Le gestionnaire rappelle que la décision des gouvernements américain et canadien de fermer leurs frontières, le 16 mars, a porté un dur coup à l’ensemble de l’industrie. Les effets de cette décision, prévient-il, seront durables.

C’est du jamais-vu. C'est très difficile et on pense que ça va laisser des séquelles de façon permanente [...] En quelques instants [...] on passait de plusieurs milliers de passagers à quelques centaines par jour, puis à entre 50 et 60 par jour, ce qui est toujours le cas. La rupture, elle est radicale, et ses impacts sont importants et très profonds, insiste M. Poirier.

Cette crise-là va changer à tout jamais l'industrie aérienne mondiale, un peu comme le 11 septembre 2001 avait transformé notre façon de se déplacer.

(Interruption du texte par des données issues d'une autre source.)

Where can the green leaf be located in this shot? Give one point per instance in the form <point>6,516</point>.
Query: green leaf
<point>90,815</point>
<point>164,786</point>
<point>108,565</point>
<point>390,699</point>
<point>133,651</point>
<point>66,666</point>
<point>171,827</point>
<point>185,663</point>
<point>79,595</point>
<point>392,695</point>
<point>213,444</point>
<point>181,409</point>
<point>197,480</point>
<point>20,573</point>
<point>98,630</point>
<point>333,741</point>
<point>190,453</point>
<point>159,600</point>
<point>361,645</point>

Stéphane Poirier, président et chef de la direction, Aéroport international Jean-Lesage de Québec

Pendant ce temps, l’aéroport doit continuer d’assumer certains coûts fixes, notamment ceux liés au service incendie et à la sécurité du site.

Stéphane Poirier a répété à de nombreuses reprises que la réduction des frais d'exploitation était la priorité numéro un de l’organisation. Il s’agit du seul élément sur lequel les gestionnaires peuvent agir présentement.

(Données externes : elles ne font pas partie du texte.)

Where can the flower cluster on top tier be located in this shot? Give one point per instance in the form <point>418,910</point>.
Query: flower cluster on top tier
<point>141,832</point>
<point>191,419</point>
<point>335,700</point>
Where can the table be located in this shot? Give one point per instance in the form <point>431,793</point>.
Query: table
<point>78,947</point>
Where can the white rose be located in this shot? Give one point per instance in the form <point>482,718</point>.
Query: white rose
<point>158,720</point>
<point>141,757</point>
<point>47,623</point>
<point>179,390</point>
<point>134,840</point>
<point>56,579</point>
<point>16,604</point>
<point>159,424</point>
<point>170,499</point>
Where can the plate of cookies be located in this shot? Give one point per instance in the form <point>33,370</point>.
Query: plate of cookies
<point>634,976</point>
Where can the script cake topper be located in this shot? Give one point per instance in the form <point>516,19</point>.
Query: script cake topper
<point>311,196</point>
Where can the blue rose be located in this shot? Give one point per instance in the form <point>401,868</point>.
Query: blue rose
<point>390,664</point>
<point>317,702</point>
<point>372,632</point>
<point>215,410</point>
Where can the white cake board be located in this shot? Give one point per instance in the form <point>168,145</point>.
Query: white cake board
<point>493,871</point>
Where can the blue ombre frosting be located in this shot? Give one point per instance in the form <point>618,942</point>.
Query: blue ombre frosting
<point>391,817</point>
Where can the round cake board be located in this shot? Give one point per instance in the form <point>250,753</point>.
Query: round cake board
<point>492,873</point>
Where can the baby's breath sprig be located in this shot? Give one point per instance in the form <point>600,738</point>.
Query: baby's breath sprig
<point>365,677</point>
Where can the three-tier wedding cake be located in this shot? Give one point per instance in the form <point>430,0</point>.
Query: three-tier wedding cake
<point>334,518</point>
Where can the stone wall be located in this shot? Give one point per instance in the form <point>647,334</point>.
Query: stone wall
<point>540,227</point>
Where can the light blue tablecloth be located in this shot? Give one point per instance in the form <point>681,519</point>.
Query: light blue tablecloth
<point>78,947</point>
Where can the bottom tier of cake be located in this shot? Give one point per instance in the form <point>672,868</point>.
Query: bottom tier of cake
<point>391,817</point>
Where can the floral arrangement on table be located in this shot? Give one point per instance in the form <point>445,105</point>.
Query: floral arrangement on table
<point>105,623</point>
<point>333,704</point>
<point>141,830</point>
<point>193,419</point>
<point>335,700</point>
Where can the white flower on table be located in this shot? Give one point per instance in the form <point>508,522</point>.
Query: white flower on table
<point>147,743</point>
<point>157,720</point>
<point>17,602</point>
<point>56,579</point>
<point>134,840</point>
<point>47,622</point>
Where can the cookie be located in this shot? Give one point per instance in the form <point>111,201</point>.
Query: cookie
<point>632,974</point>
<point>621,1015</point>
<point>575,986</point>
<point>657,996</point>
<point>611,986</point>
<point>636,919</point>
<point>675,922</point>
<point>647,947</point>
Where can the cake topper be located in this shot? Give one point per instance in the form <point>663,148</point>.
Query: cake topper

Pertes de plusieurs millions

YQB a réussi à diminuer ses coûts fixes de près de 50 %. L’aéroport enregistre néanmoins des pertes mensuelles moyennes de 4 millions de dollars depuis le début de la pandémie.

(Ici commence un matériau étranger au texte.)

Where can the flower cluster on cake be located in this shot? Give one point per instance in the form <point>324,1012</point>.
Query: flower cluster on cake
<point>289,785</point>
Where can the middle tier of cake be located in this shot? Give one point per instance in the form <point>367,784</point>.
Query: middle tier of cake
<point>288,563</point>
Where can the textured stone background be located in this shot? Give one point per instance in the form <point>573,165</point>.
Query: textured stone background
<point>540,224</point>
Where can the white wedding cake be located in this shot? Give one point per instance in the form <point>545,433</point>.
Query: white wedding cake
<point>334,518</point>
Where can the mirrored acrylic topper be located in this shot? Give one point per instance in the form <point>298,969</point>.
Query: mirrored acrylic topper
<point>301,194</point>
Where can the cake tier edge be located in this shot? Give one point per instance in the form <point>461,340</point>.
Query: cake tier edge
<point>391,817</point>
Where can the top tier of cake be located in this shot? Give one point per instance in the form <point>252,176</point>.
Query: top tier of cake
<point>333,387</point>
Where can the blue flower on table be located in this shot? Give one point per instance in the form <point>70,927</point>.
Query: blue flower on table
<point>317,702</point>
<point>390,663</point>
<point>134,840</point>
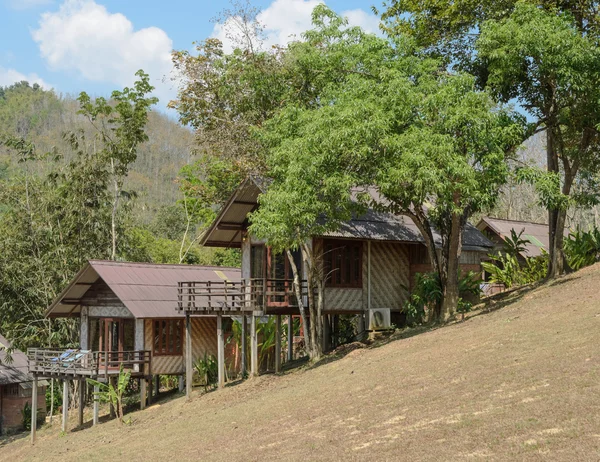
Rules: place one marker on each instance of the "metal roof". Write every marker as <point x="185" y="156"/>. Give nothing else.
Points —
<point x="17" y="370"/>
<point x="536" y="233"/>
<point x="147" y="290"/>
<point x="226" y="230"/>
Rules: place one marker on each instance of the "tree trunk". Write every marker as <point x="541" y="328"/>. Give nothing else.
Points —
<point x="298" y="291"/>
<point x="314" y="307"/>
<point x="113" y="255"/>
<point x="450" y="286"/>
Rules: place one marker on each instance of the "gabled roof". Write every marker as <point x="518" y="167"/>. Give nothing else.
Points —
<point x="15" y="371"/>
<point x="147" y="290"/>
<point x="536" y="233"/>
<point x="226" y="230"/>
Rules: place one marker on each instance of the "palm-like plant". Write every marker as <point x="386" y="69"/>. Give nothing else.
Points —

Les administrateurs écartent pour l’instant toute demande d’aide gouvernementale.

Vue en plongée d'une section vide du terminal de l'aéroport de Québec.

L'achalandage de l'aéroport de Québec a diminué de plus de 90 % depuis le début de la pandémie.

Photo : Radio-Canada / Pierre-Alexandre Bolduc

Selon les différents scénarios sur lesquels travaillent la direction et le conseil d’administration de YQB, la reprise graduelle des activités aériennes pourrait s’étirer jusqu’en 2023 ou 2024, voire en 2025.

Il est clair que le secteur d'activité aérien ne reprendra pas au même rythme que certains autres secteurs d'activités dans cette pandémie. [...] Ça va s'étaler sur plusieurs années. Il y aura des répercussions sur le trafic passager qui vont nous suivre pendant plusieurs années, prévient Stéphane Poirier.

Malgré tout, le président et chef de la direction entrevoit l’avenir avec optimisme. L’appui des partenaires de la région, la capacité de l’aéroport à réagir rapidement et à se réinventer ainsi que sa saine gestion permettront, selon lui, à l’organisation de se relever de cette crise

Notre élan a été freiné, c'est sûr, mais nous saurons nous réinventer pour faire de YQB un aéroport de choix, un aéroport à dimensions humaines connecté sur les ambitions de sa région et les besoins de ses passagers, et surtout un aéroport qui va être générateur de fierté pour l'ensemble de la population, conclut avec confiance Stéphane Poirier.